作者
Jieming Li,Shuaiyi Lv,Yulong Hu,Yuanfang Kong,Juntao Cai,Guanglei Nan,Shiqing Jiang,Shaohua Yang,Chunhong Dong
摘要
Natural polysaccharides from food sources (e.g., ginseng, seaweed, apricot, larch) have diverse bioactivities (antioxidant, immunomodulatory, hypoglycemic) that are closely related to human nutritional health, but their structural heterogeneity (e.g., molecular weight, monosaccharide composition) impedes clear structure-activity relationship (SAR) establishment. Free radical degradation, a mild method preserving labile groups (e.g., sulfate esters), is an effective solution. This review summarizes its role in regulating polysaccharide SAR: focusing on hydroxyl radical (⋅OH)-mediated mechanisms (via Fenton-like reactions: processes that generate hydroxyl radicals through the reaction of H2O2 with metal ions/ascorbic acid), a three-stage kinetic model (rapid depolymerization, main chain scission, slow degradation), and site-specific modifications.
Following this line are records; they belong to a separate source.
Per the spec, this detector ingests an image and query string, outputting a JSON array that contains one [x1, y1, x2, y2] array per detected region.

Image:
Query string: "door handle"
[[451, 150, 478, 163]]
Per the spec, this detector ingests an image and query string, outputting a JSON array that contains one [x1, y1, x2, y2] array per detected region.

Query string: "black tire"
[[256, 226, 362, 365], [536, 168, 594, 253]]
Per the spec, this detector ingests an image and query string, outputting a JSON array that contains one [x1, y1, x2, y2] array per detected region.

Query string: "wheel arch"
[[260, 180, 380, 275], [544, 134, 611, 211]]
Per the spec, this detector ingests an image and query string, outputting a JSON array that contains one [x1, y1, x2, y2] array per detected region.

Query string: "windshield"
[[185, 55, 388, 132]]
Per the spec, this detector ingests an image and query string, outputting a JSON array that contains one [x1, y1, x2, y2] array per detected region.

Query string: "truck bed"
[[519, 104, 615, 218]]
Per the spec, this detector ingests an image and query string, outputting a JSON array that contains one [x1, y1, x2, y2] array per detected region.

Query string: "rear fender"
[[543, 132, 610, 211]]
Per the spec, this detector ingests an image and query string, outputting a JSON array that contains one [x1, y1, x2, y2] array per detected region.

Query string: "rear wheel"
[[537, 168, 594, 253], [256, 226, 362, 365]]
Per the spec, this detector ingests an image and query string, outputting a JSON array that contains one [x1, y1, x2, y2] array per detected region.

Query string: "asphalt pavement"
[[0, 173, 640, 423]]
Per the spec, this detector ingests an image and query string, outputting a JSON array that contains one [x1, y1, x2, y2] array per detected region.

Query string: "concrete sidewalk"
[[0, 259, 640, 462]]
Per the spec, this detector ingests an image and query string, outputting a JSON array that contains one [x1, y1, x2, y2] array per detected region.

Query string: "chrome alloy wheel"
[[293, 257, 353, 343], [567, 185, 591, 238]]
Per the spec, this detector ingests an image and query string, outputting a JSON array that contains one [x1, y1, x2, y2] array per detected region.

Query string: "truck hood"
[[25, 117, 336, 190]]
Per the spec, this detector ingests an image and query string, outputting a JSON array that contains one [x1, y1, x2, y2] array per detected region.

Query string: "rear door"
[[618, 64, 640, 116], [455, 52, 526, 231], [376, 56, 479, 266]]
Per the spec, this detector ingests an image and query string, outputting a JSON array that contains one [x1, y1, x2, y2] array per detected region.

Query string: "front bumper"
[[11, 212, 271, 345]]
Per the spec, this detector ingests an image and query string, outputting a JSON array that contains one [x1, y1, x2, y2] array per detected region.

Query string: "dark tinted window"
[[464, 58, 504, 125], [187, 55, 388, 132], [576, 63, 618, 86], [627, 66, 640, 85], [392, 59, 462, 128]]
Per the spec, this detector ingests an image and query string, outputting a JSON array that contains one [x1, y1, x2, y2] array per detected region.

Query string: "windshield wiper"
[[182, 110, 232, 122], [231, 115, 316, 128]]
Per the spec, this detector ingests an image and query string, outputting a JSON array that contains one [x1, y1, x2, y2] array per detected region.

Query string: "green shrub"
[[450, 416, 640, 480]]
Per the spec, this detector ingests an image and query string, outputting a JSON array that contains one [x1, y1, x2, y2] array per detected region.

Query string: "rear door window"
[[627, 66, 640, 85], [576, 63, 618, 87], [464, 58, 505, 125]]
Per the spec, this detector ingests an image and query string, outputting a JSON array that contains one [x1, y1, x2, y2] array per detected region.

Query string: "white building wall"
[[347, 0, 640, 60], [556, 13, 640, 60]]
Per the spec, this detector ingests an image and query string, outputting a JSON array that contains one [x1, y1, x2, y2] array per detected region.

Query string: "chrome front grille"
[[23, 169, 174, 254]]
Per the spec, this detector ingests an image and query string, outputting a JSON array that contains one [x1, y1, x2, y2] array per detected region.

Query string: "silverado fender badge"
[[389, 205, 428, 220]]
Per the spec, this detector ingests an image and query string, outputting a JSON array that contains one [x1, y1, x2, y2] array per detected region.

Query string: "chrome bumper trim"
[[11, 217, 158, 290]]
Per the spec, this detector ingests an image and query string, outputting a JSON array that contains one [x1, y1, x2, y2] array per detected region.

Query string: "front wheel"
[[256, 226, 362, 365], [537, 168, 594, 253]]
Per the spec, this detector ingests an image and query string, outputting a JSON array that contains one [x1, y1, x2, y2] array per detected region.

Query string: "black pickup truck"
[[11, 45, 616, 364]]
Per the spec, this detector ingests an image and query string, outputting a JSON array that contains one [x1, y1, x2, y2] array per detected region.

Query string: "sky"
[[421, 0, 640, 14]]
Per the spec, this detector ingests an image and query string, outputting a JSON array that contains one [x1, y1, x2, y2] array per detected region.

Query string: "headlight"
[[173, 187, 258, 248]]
Key structural changes (molecular weight reduction, functional group exposure/transformation, monosaccharide composition alteration, conformational shifts) are analyzed, and their synergistic enhancement of bioactivities (antioxidant, immunomodulatory, etc.) is elaborated. Such as, reduced molecular weight improves solubility, while exposed sulfate groups strengthen target binding. The optimal molecular weight range (10-1,000 kDa) and its dependence on polysaccharide sources/activity types are identified. Current challenges (degradation controllability, product characterization) and future directions (advanced techniques like High Performance Liquid Chromatography-Mass Spectrometry (HPLC-MS), Nuclear magnetic resonance (NMR), smart degradation systems) are discussed. This review provides guidance for precise preparation of functional polysaccharides.